使用JavaScript检测文本中的URL [英] Detect URLs in text with JavaScript
问题描述
是否有人建议检测一组字符串中的网址?
Does anyone have suggestions for detecting URLs in a set of strings?
arrayOfStrings.forEach(function(string){
// detect URLs in strings and do something swell,
// like creating elements with links.
});
更新:我使用此正则表达式进行链接检测...显然有几个几年后。
Update: I wound up using this regex for link detection… Apparently several years later.
kLINK_DETECTION_REGEX = /(([a-z]+:\/\/)?(([a-z0-9\-]+\.)+([a-z]{2}|aero|arpa|biz|com|coop|edu|gov|info|int|jobs|mil|museum|name|nato|net|org|pro|travel|local|internal))(:[0-9]{1,5})?(\/[a-z0-9_\-\.~]+)*(\/([a-z0-9_\-\.]*)(\?[a-z0-9+_\-\.%=&]*)?)?(#[a-zA-Z0-9!$&'()*+.=-_~:@/?]*)?)(\s+|$)/gi
完整助手(可选支持Handlebars)位于要点#1654670 。
The full helper (with optional Handlebars support) is at gist #1654670.
推荐答案
首先,您需要一个与网址匹配的正确的正则表达式。这很难做到。请参见此处, where 和 :
First you need a good regex that matches urls. This is hard to do. See here, here and here:
...几乎任何东西都是有效的网址。
是
分割它的一些标点符号规则。如果没有任何
标点符号,您仍然拥有有效的
网址。
...almost anything is a valid URL. There are some punctuation rules for splitting it up. Absent any punctuation, you still have a valid URL.
仔细检查RFC并查看
是否可以构建无效的网址。
规则非常灵活。
Check the RFC carefully and see if you can construct an "invalid" URL. The rules are very flexible.
例如 :::::
是一个有效的URL。
路径是:::::
。一个漂亮的
愚蠢的文件名,但是有效的文件名。
For example :::::
is a valid URL.
The path is ":::::"
. A pretty
stupid filename, but a valid filename.
此外, /////
是有效的网址。
netloc(主机名)是。路径
是///
。再次,愚蠢。另外
有效。此网址规范化为///
等效。
Also, /////
is a valid URL. The
netloc ("hostname") is ""
. The path
is "///"
. Again, stupid. Also
valid. This URL normalizes to "///"
which is the equivalent.
类似糟糕://///更糟/////
完全有效。愚蠢但有效。
Something like "bad://///worse/////"
is perfectly valid. Dumb but valid.
无论如何,这个答案并不是为了给你最好的正则表达式,而是一个如何做字符串的证明用JavaScript包装文本。
Anyway, this answer is not meant to give you the best regex but rather a proof of how to do the string wrapping inside the text, with JavaScript.
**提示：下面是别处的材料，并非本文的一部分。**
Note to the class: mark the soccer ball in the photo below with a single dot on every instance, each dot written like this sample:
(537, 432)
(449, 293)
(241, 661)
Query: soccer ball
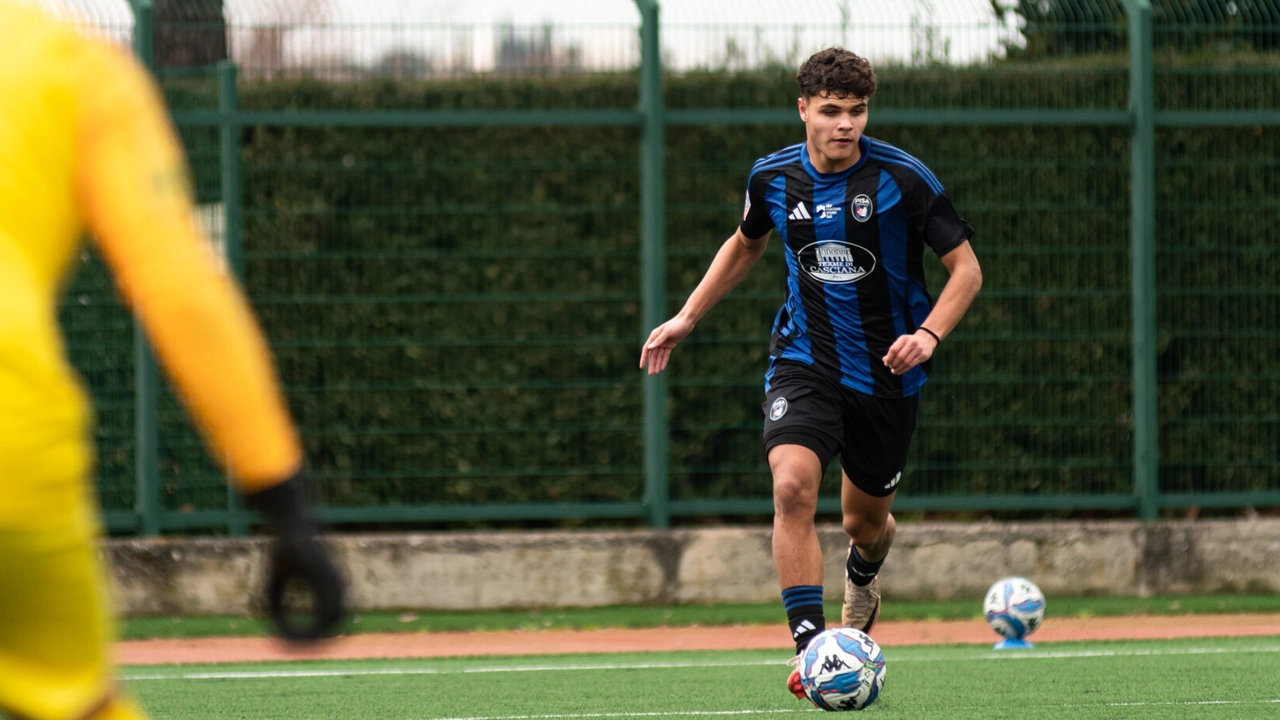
(1014, 607)
(842, 669)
好的,让我们使用这个: /(https?:\ / \ / [^ \]] +)/ g
OK so lets just use this one: /(https?:\/\/[^\s]+)/g
再次,这是一个糟糕的正则表达式。它会有很多误报。但是这个例子已经足够了。
Again, this is a bad regex. It will have many false positives. However it's good enough for this example.
function urlify(text) {
var urlRegex = /(https?:\/\/[^\s]+)/g;
return text.replace(urlRegex, function(url) {
return '<a href="' + url + '">' + url + '</a>';
})
// or alternatively
// return text.replace(urlRegex, '<a href="$1">$1</a>')
}
var text = "Find me at http://www.example.com and also at http://stackoverflow.com";
var html = urlify(text);
// html now looks like:
// "Find me at <a href="http://www.example.com">http://www.example.com</a> and also at <a href="http://stackoverflow.com">http://stackoverflow.com</a>"
总之,尝试:
$$('#pad dl dd').each(function(element) {
element.innerHTML = urlify(element.innerHTML);
});
这篇关于使用JavaScript检测文本中的URL的文章就介绍到这了,希望我们推荐的答案对大家有所帮助,也希望大家多多支持IT屋!